Very old-fashioned recipes for green tomatoes (1912)
These heirloom recipes are courtesy Mrs W Batterton, in the San Francisco Call (California) October 13, 1912
7. Old-fashioned Fried green tomatoes recipe
Cut green tomatoes in thick slices and soak in salt water for an hour. If there is not time, they may be used without soaking.
Then drain, sprinkle with salt and pepper, dip each slice in beaten egg, roll in sifted bread or cracker crumbs and fry in hot butter until a delicate brown on both sides. Dredge them with powdered sugar. Take up on a hot dish and pour the gravy over them. Serve hot.
8. Stuffed green tomatoes recipe
Wash and drain large, round green tomatoes. Cut a thick slice from the stem end, scoop out the seeds and place in salt water for an hour.
To one pint of bread crumbs add a spoon of finely minced celery or parsley, three tablespoons of soft butter, salt and pepper to taste and enough hot water to moisten. Mix well and fill the tomato cups. Set them in a pan containing a little boiling water, cover and bake slowly for one hour; then remove the cover and brown slightly.
9. Green tomato pies
Peel and slice the tomatoes and pour boiling water over them. Let them stand for a few minutes, then drain. Line a pie tin with nice pastry, fill with the tomatoes, add one-half cup of sugar, one tablespoon of lemon juice, one of water; sprinkle over one teaspoon of flour and dust with cinnamon. Cover with a top crust and bake. A tablespoon of butter cut in bits and added to the pie is an improvement.
10. Green tomato catsup
Seven pounds of green tomatoes chopped fine, four red peppers and one quart of vinegar. Boil together for one and one-half hours. Then add one pound of brown sugar, two tablespoons each of mustard and salt, one tablespoon each of ground allspice and cinnamon and one teaspoon of ground cloves.
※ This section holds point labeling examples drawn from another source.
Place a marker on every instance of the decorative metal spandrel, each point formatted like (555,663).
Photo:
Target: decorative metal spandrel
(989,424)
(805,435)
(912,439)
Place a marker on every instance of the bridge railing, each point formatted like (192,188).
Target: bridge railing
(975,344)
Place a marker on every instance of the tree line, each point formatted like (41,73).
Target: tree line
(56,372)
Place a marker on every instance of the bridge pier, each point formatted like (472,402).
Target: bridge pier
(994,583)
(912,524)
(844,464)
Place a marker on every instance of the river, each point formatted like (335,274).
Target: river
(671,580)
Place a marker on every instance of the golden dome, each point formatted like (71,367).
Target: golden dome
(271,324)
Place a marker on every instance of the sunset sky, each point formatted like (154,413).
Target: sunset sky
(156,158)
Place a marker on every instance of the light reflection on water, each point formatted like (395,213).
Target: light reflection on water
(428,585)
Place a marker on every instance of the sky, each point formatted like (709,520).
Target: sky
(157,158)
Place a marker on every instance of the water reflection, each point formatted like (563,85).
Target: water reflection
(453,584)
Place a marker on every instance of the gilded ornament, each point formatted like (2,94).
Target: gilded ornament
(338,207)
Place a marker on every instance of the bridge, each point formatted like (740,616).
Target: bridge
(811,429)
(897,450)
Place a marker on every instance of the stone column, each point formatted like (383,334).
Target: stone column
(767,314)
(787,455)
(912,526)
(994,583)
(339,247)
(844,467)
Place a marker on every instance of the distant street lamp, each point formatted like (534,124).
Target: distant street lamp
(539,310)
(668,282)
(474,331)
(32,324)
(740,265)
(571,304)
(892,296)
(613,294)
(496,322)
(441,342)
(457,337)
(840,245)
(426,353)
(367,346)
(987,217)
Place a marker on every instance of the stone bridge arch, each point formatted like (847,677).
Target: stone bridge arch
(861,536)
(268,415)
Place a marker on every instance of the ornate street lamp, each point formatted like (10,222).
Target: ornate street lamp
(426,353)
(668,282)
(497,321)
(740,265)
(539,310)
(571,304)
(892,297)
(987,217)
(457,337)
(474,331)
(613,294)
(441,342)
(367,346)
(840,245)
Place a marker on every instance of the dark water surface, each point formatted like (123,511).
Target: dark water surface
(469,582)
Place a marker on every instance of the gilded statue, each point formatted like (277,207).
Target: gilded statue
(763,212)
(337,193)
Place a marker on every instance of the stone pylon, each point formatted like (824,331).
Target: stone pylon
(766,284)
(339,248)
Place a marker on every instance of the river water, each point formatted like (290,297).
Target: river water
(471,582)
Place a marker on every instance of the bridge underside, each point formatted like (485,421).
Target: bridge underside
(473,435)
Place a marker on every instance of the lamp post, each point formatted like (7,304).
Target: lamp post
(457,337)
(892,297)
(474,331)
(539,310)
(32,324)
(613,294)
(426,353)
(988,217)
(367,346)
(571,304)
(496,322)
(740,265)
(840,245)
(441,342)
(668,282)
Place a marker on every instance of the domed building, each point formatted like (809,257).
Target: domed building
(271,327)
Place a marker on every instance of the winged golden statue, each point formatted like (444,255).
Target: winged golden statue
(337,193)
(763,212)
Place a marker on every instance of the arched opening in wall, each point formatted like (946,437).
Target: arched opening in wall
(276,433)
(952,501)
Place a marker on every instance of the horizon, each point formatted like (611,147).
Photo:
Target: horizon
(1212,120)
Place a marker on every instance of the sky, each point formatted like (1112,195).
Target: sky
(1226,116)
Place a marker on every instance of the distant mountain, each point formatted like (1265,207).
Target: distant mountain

Boil for three hours or longer, then seal in cans or bottles.
11. Green tomato pickles
Slice one peck of green tomatoes and sprinkle them with one cup of salt. Let stand overnight, then pour off the liquid and chop the tomatoes fine. Add five green peppers chopped fine.
Scald two quarts of vinegar with one pint of sugar, put in the tomatoes and peppers one ounce of whole cloves, one tablespoon each of cinnamon and allspice and one grated nutmeg. Let them boil until tender, put in glasses, and when cold, cover with paraffin.
12. Green tomato preserves recipe
For one peck of green tomatoes, allow six pounds of sugar, six lemons, one tablespoon of ginger and one cup of water. Cover the tomatoes with boiling water for five minutes, then drain and slice.
Slice the lemons, removing the seeds; put them with the tomatoes, sugar and ginger into a porcelain kettle, pour over them a cup of water, cover and cook slowly for one and one-half hours. Skim off any scum that rises while boiling.
Remove from fire and let get perfectly cold, then set over again and let simmer gently for one hour longer. Put in jars and keep in a cool place.